One of the common concerns about identity-related technologies is the potential for abuse of privacy, and for function creep of the identity system itself: mechanisms which are designed to support authentication end up being used to hoover up personal data about the user's interactions with relying parties, and pose a greater threat to privacy than the alleged security problems which they were originally intended to resolve.
Of course it doesn't have to be that way: systems which are designed around technical, legal and procedural mechanisms which protect, rather than undermine, privacy can be privacy-preserving rather than invasive. This is one of the key philosophies of Privacy by Design, which recognises that good security, good identity and good governance can enhance, rather than degrade, user's privacy.
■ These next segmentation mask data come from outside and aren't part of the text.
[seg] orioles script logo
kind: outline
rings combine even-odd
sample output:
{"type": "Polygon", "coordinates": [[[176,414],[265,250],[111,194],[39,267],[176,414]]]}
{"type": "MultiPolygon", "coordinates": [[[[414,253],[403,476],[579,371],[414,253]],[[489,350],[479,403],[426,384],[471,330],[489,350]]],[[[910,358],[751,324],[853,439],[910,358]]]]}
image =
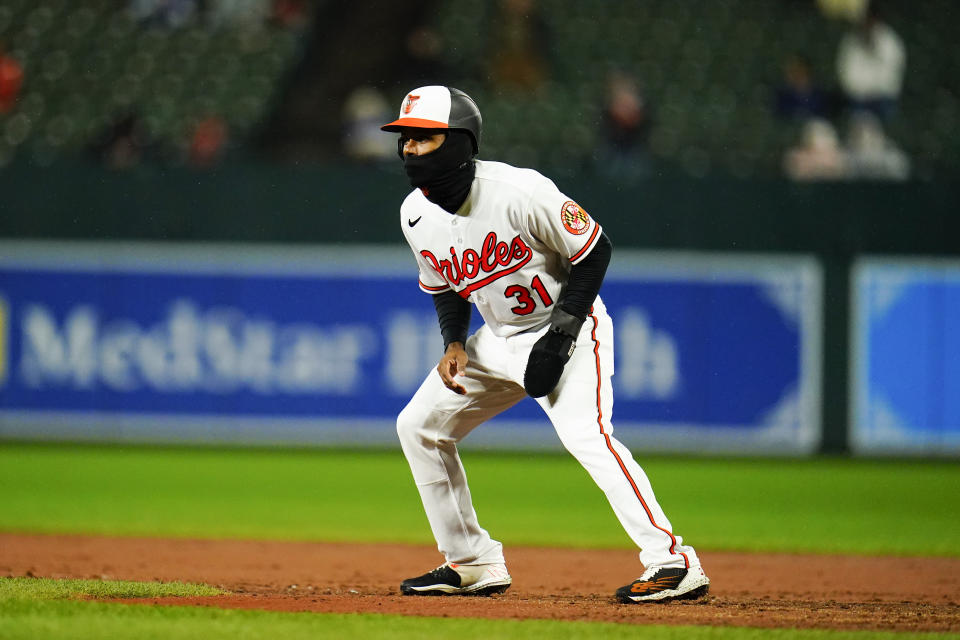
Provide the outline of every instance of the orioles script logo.
{"type": "Polygon", "coordinates": [[[490,284],[497,278],[513,273],[530,261],[533,257],[533,251],[527,244],[515,237],[510,243],[503,242],[497,238],[493,231],[487,234],[483,239],[483,247],[478,253],[474,249],[467,249],[463,256],[457,255],[457,250],[450,247],[450,258],[438,260],[433,253],[424,249],[420,252],[424,258],[430,261],[430,265],[447,282],[456,286],[463,280],[471,280],[482,273],[490,273],[491,276],[471,284],[467,289],[461,291],[461,295],[470,294],[480,287],[490,284]],[[497,269],[500,269],[497,271],[497,269]],[[496,271],[496,273],[494,273],[496,271]]]}

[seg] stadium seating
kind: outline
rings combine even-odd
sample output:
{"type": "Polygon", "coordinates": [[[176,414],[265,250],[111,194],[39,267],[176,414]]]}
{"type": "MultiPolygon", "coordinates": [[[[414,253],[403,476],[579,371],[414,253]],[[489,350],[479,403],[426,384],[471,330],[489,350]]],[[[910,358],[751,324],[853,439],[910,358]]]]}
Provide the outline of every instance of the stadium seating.
{"type": "MultiPolygon", "coordinates": [[[[318,3],[313,3],[317,6],[318,3]]],[[[636,76],[652,105],[649,151],[660,169],[692,176],[780,174],[797,124],[777,120],[772,94],[784,58],[803,52],[835,84],[847,25],[813,0],[539,0],[548,34],[546,81],[504,91],[487,62],[498,2],[438,2],[444,81],[480,103],[484,152],[517,164],[576,173],[597,164],[605,78],[636,76]],[[478,37],[478,34],[481,34],[478,37]]],[[[953,0],[890,3],[907,47],[907,75],[891,137],[921,178],[960,170],[960,50],[953,0]]],[[[210,114],[235,141],[262,122],[300,56],[299,34],[270,24],[178,28],[140,24],[116,0],[0,0],[0,43],[25,70],[14,111],[0,115],[0,166],[17,154],[43,161],[88,146],[135,112],[151,139],[176,155],[210,114]]],[[[373,44],[371,44],[373,46],[373,44]]],[[[844,122],[837,122],[843,132],[844,122]]]]}
{"type": "MultiPolygon", "coordinates": [[[[604,77],[619,68],[638,78],[653,106],[650,152],[660,166],[696,176],[778,175],[784,149],[799,137],[799,126],[773,114],[783,60],[802,52],[817,79],[835,86],[835,54],[847,28],[824,17],[813,0],[540,0],[551,36],[550,81],[538,92],[507,96],[498,95],[484,67],[493,45],[474,35],[490,31],[496,5],[442,5],[437,27],[453,43],[446,52],[453,82],[476,94],[488,115],[491,156],[559,171],[591,163],[604,77]]],[[[921,177],[955,174],[960,53],[951,42],[958,10],[951,0],[885,7],[908,58],[889,133],[921,177]]],[[[844,122],[837,125],[842,133],[844,122]]]]}
{"type": "Polygon", "coordinates": [[[0,43],[25,75],[17,108],[0,116],[2,166],[21,151],[42,162],[81,150],[124,113],[171,156],[210,115],[242,140],[269,112],[299,38],[262,21],[139,24],[111,0],[3,0],[0,43]]]}

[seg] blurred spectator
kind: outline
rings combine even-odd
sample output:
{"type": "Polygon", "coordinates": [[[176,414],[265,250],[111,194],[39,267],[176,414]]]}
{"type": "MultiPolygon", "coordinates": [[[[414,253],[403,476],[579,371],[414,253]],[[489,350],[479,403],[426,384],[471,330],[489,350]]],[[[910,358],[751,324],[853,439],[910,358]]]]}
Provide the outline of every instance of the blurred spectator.
{"type": "Polygon", "coordinates": [[[404,49],[406,60],[402,83],[424,86],[442,82],[445,71],[443,40],[436,29],[428,25],[412,29],[404,40],[404,49]]]}
{"type": "Polygon", "coordinates": [[[820,87],[810,60],[795,53],[783,62],[783,79],[776,91],[775,111],[789,120],[829,118],[833,115],[830,94],[820,87]]]}
{"type": "Polygon", "coordinates": [[[396,160],[396,138],[383,135],[380,125],[394,117],[387,99],[373,87],[358,87],[343,107],[343,147],[358,162],[396,160]]]}
{"type": "Polygon", "coordinates": [[[495,89],[535,91],[548,75],[550,37],[536,0],[500,0],[489,41],[495,89]]]}
{"type": "Polygon", "coordinates": [[[114,118],[91,144],[94,156],[111,169],[130,169],[143,160],[151,146],[139,116],[125,112],[114,118]]]}
{"type": "Polygon", "coordinates": [[[906,180],[910,159],[870,113],[853,116],[847,131],[847,174],[853,179],[906,180]]]}
{"type": "Polygon", "coordinates": [[[837,52],[837,75],[850,110],[889,117],[900,98],[905,65],[900,36],[869,7],[837,52]]]}
{"type": "Polygon", "coordinates": [[[130,15],[141,26],[177,29],[197,12],[197,0],[130,0],[130,15]]]}
{"type": "Polygon", "coordinates": [[[23,86],[23,67],[0,43],[0,114],[13,111],[23,86]]]}
{"type": "Polygon", "coordinates": [[[821,119],[807,121],[800,145],[787,150],[783,164],[791,180],[839,180],[847,175],[837,131],[821,119]]]}
{"type": "Polygon", "coordinates": [[[611,72],[607,77],[602,140],[597,158],[600,173],[625,181],[647,174],[650,126],[650,106],[636,79],[621,71],[611,72]]]}
{"type": "Polygon", "coordinates": [[[820,12],[828,18],[858,22],[867,10],[869,0],[817,0],[820,12]]]}
{"type": "Polygon", "coordinates": [[[800,146],[787,151],[784,170],[797,181],[906,180],[910,159],[875,115],[862,112],[851,118],[845,146],[829,122],[810,120],[800,146]]]}
{"type": "Polygon", "coordinates": [[[274,24],[293,31],[302,31],[309,26],[307,0],[273,0],[270,19],[274,24]]]}
{"type": "Polygon", "coordinates": [[[206,0],[205,17],[214,29],[261,27],[270,17],[270,0],[206,0]]]}
{"type": "Polygon", "coordinates": [[[209,169],[219,164],[228,137],[229,129],[223,118],[217,115],[201,118],[190,133],[188,164],[196,169],[209,169]]]}

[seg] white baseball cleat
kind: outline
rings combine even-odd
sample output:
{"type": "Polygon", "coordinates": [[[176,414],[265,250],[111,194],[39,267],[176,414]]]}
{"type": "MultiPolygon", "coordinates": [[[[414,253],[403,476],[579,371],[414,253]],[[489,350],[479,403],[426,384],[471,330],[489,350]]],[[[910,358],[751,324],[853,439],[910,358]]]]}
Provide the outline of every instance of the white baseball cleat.
{"type": "Polygon", "coordinates": [[[503,593],[513,579],[503,564],[443,564],[400,583],[405,596],[489,596],[503,593]]]}

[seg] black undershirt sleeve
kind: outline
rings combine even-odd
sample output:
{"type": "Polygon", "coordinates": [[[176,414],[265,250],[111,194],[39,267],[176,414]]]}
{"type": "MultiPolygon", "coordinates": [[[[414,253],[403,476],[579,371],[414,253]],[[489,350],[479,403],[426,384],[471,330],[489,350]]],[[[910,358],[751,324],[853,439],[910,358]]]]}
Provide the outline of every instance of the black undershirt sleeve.
{"type": "Polygon", "coordinates": [[[560,301],[561,309],[580,320],[587,317],[593,301],[600,293],[600,285],[603,284],[612,254],[613,245],[607,234],[601,232],[593,250],[570,269],[567,290],[560,301]]]}
{"type": "Polygon", "coordinates": [[[437,309],[437,319],[440,321],[443,350],[446,351],[451,342],[465,344],[470,331],[470,303],[456,291],[449,290],[435,294],[433,306],[437,309]]]}

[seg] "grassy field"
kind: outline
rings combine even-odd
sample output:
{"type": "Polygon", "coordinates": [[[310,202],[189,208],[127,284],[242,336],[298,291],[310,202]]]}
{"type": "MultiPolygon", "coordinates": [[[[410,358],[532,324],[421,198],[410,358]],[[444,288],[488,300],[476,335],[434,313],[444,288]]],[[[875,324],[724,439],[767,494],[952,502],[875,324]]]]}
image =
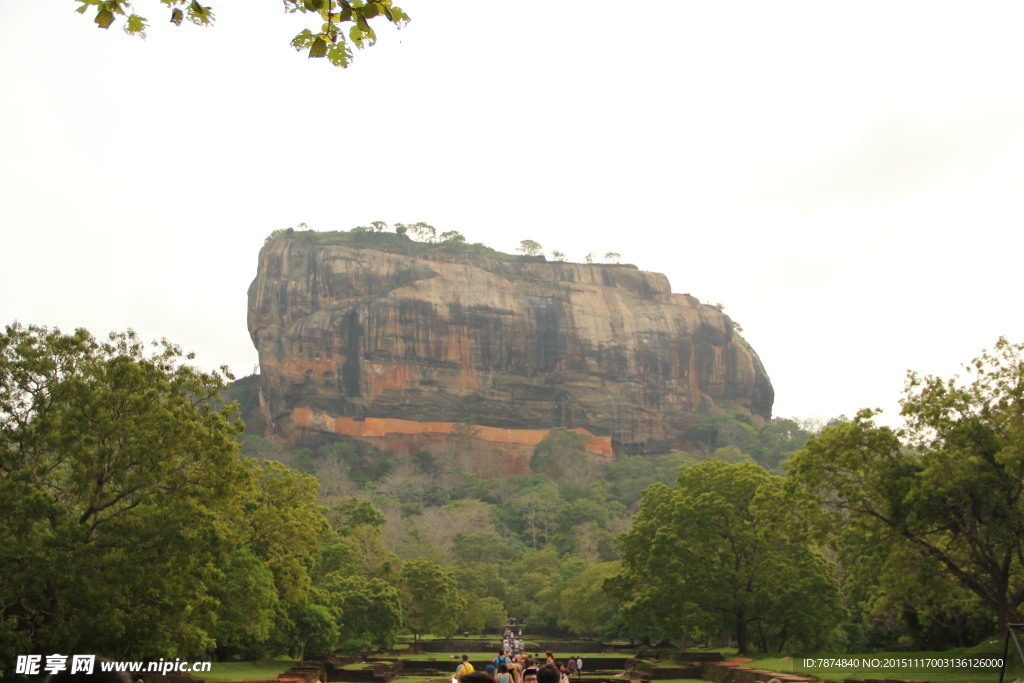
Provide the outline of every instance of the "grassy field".
{"type": "Polygon", "coordinates": [[[277,678],[277,675],[284,673],[293,665],[294,660],[274,659],[262,664],[255,662],[214,662],[210,671],[202,674],[195,674],[195,678],[204,681],[245,681],[253,678],[277,678]]]}
{"type": "MultiPolygon", "coordinates": [[[[857,655],[850,655],[856,657],[857,655]]],[[[861,655],[863,656],[863,655],[861,655]]],[[[868,655],[875,659],[892,658],[942,658],[956,656],[951,653],[935,652],[877,652],[868,655]]],[[[790,658],[771,657],[755,659],[750,664],[744,664],[752,669],[764,669],[766,671],[778,671],[780,673],[801,673],[794,671],[793,660],[790,658]]],[[[826,681],[844,681],[847,679],[878,679],[891,678],[897,680],[930,681],[931,683],[996,683],[999,680],[998,671],[970,671],[957,669],[885,669],[885,670],[858,670],[858,669],[835,669],[828,672],[817,670],[813,675],[826,681]]],[[[1013,681],[1015,676],[1008,675],[1005,683],[1013,681]]],[[[660,682],[659,682],[660,683],[660,682]]]]}

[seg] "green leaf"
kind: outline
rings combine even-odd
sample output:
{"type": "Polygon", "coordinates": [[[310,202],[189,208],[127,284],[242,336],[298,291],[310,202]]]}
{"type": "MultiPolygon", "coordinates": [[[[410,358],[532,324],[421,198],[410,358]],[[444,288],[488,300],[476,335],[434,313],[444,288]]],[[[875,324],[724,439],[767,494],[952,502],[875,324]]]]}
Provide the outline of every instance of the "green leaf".
{"type": "Polygon", "coordinates": [[[101,9],[96,14],[95,22],[100,28],[110,28],[110,25],[114,23],[114,13],[108,9],[101,9]]]}
{"type": "Polygon", "coordinates": [[[340,66],[345,68],[352,61],[352,50],[349,49],[348,43],[342,38],[341,42],[331,45],[327,50],[327,59],[331,61],[334,66],[340,66]]]}
{"type": "Polygon", "coordinates": [[[175,26],[181,26],[181,21],[184,18],[185,13],[182,12],[180,9],[175,8],[171,11],[171,23],[175,26]]]}
{"type": "Polygon", "coordinates": [[[302,32],[292,38],[292,47],[296,50],[304,50],[313,44],[313,32],[308,28],[302,29],[302,32]]]}
{"type": "Polygon", "coordinates": [[[146,24],[146,19],[144,17],[140,17],[138,14],[132,14],[128,17],[128,21],[125,22],[124,32],[130,36],[139,36],[145,40],[147,28],[148,24],[146,24]]]}
{"type": "Polygon", "coordinates": [[[363,49],[363,30],[356,24],[349,29],[348,37],[352,39],[352,43],[355,44],[360,50],[363,49]]]}
{"type": "Polygon", "coordinates": [[[309,48],[309,59],[319,59],[327,56],[327,41],[317,36],[313,46],[309,48]]]}
{"type": "Polygon", "coordinates": [[[209,26],[213,22],[211,7],[203,7],[197,0],[188,6],[188,20],[196,26],[209,26]]]}
{"type": "Polygon", "coordinates": [[[380,14],[380,7],[375,2],[367,4],[366,9],[363,10],[363,16],[367,19],[373,19],[378,14],[380,14]]]}
{"type": "Polygon", "coordinates": [[[397,28],[403,28],[410,21],[412,21],[411,19],[409,19],[409,15],[403,12],[398,7],[391,8],[391,16],[393,17],[391,19],[391,23],[393,23],[397,28]]]}

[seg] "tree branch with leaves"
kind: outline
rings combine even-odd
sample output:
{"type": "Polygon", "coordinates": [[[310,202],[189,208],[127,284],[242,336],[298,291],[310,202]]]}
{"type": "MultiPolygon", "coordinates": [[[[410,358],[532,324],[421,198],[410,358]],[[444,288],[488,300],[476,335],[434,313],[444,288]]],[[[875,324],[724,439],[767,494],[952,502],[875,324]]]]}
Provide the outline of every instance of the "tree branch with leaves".
{"type": "MultiPolygon", "coordinates": [[[[125,17],[124,32],[146,38],[147,19],[135,14],[131,0],[76,0],[82,3],[75,11],[79,14],[95,9],[93,21],[102,29],[110,28],[118,16],[125,17]]],[[[171,11],[171,23],[181,26],[186,19],[196,26],[212,26],[212,7],[199,0],[160,0],[171,11]]],[[[384,17],[396,28],[405,27],[409,15],[395,7],[391,0],[284,0],[285,12],[319,15],[323,23],[320,30],[303,29],[291,45],[296,50],[307,50],[310,58],[326,57],[334,66],[347,67],[352,62],[352,48],[363,49],[377,42],[377,33],[370,19],[384,17]],[[346,38],[345,25],[348,24],[346,38]]]]}

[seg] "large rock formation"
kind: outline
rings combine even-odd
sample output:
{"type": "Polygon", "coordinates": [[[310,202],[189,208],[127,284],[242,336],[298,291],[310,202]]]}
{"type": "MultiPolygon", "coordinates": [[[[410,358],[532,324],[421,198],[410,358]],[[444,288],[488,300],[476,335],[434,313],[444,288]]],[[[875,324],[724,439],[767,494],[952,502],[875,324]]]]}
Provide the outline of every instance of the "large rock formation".
{"type": "Polygon", "coordinates": [[[757,354],[726,315],[673,294],[660,273],[373,237],[356,248],[295,233],[260,251],[249,332],[278,435],[471,419],[653,449],[718,409],[771,416],[757,354]]]}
With this in mind, a team of volunteers has been working with the Government Digital Service to operate the snappily-titled "Identity Assurance Programme Privacy and Consumer Advisory Group," which provides expert advice and a sounding board for GDS and participating government departments to develop and test a set of design and operation principles which are intended to ensure that the Identity Assurance Programme adheres to strict criteria to respect users' privacy: in short, to ensure that it doesn't 'go off the rails.' The IAPPCAG includes the likes of No2ID, Privacy International, Which?, London School of Economics, Oxford Internet Institute and Big Brother Watch, and I've been fortunate to sit on the Group since its inception.
Yesterday IAPPCAG released the latest version of the Identity and Privacy Principles. These nine criteria will guide the development and delivery of the Identity Assurance programme, and whilst we acknowledge that they will need to evolve to respond to changing needs, we believe that they provide a firm foundation on which to build user trust and respect. The principles, which are explained in detail on the GDS blog (where you can also comment on them), include:
1. The User Control Principle: Identity assurance activities can only take place if I consent or approve them.
2. The Transparency Principle: Identity assurance can only take place in ways I understand and when I am fully informed.
3. The Multiplicity Principle: I can use and choose as many different identifiers or identity providers as I want to.
4. The Data Minimisation Principle: My request or transaction only uses the minimum data that is necessary to meet my needs.
5. The Data Quality Principle: I choose when to update my records.
6. The Service-User Access and Portability Principle: I have to be provided with copies of all of my data on request; I can move/remove my data whenever I want.
7. The Governance/Certification Principle: I can trust the Scheme because all the participants have to be accredited.
8. The Problem Resolution Principle: If there is a problem I know there is an independent arbiter who can find a solution.
9. The Exceptional Circumstances Principle: Any exception has to be approved by Parliament and is subject to independent scrutiny.
Of all of these, perhaps the most challenging principle for government will be that last one, particularly in light of PRISM revelations (and doubtless more to follow) and the hubris around censoring adult content. Will there be the appetite for true transparency and accountability in those situations where some degree of privacy is compromised in the interests of national security or user safety? That will be an acid test for whether the UK is on course to become a true digital economy, or is just paying lip service to online rights.
I hope to be discussing the principles further at the next Open Identity Exchange meeting in London on 2nd July. If you want to add to the debate, then do join us.